Short-selling homes can benefit all parties involved. The seller avoids foreclosure, the bank doesn’t end up with an unwanted property on its hands, and the buyer typically gets a good deal on a home. In January 2014, short sales cost an average of 13 percent less than market value, according to the National Association of Realtors.
The process of short selling a home is slightly different than the standard process for selling a property.
Step 1: Seller Contacts Lender
Before a home can be listed as a short sale, the seller and lender need to be on the same page. As the owner of the home, you’ll have to explain the situation to the lender and try to work out a solution. If the lender agrees to the short sale, you may be required to pay the mortgage balance left over after the sale of your home or the lender may forgive the balance.
Step 2: Seller Lists Home
The lender will work with the seller to set the price of the home and list it for sale with a real estate agency. Buyers can find the house through their real estate agents or multiple listing services. Interested buyers can contact the seller’s agent to see the home, just as they would for any standard sale.
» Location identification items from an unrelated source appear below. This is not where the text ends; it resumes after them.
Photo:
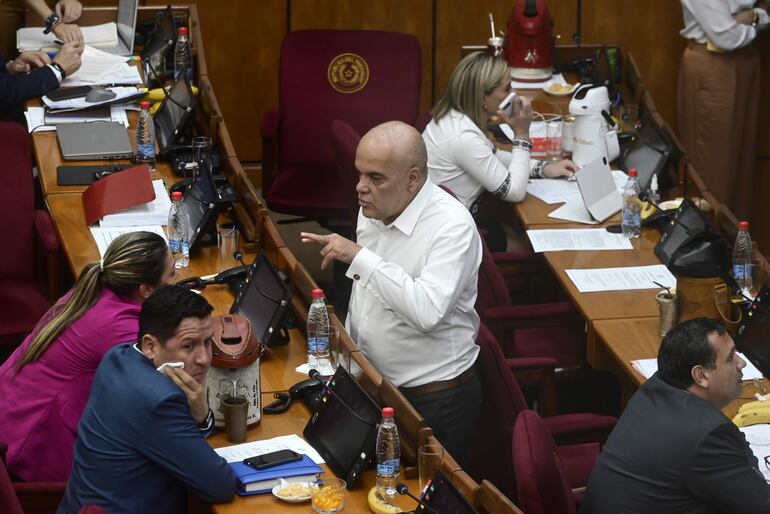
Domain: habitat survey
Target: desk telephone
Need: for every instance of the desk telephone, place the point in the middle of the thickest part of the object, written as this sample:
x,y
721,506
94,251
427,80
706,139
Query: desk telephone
x,y
309,390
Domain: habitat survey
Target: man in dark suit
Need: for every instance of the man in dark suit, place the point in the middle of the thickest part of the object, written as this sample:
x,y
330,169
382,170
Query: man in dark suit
x,y
141,441
33,74
673,451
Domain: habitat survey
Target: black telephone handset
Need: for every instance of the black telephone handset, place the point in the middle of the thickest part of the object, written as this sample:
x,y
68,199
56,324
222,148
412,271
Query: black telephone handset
x,y
309,390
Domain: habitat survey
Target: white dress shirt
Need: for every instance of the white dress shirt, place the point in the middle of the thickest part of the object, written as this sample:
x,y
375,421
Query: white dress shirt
x,y
463,159
414,289
712,20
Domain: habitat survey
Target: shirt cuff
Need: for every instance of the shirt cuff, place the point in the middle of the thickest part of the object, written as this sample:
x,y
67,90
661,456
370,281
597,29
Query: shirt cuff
x,y
56,73
363,265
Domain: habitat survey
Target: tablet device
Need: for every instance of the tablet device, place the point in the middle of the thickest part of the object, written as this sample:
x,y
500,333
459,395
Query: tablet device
x,y
344,427
264,300
598,190
442,496
174,114
648,151
753,339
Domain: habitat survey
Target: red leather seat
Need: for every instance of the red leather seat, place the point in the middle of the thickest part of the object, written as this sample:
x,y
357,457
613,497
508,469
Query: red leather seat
x,y
362,77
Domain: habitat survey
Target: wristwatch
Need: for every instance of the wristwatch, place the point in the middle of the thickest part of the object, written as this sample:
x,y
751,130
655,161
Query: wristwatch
x,y
50,23
60,69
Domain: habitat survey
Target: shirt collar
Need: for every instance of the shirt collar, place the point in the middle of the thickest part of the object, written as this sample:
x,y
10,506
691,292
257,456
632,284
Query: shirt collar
x,y
407,220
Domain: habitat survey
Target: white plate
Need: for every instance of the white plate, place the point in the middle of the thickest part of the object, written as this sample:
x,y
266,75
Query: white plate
x,y
290,499
566,93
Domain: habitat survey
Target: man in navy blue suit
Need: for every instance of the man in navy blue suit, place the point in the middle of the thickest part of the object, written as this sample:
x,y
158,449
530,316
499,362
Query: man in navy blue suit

Step 3: Buyer Makes an Offer
Interested buyers can then make an offer on your home. It’s recommended that buyers make offers that match the listing price or are very close to it, according to Freddie Mac. This is because the lender is already potentially losing money on the sale and is likely to reject low offers.
Most short sales are sold “as is,” so a lender will most likely not agree to repairs on the property. A prospective buyer is likely to put down earnest money to prove to the lender that he is serious about the offer to purchase and has the financial means to go through with the sale.
Step 4: Lender Reviews the Offer
This is where the process differs from typical real estate transactions. With a short sale, the lender, rather than the homeowner, reviews the offer from the buyer and can accept it, reject it or make a counteroffer. Depending on how many mortgages the seller has on the home, there might be more than one lender involved, which can slow down the approval process.
Step 5: Offer is Accepted or Rejected
If the lender approves the sale, the process from accepted offer to closing will proceed much like it would for any residential real estate transaction. If the offer is rejected, the process can start again with another prospective buyer or the lender may foreclose.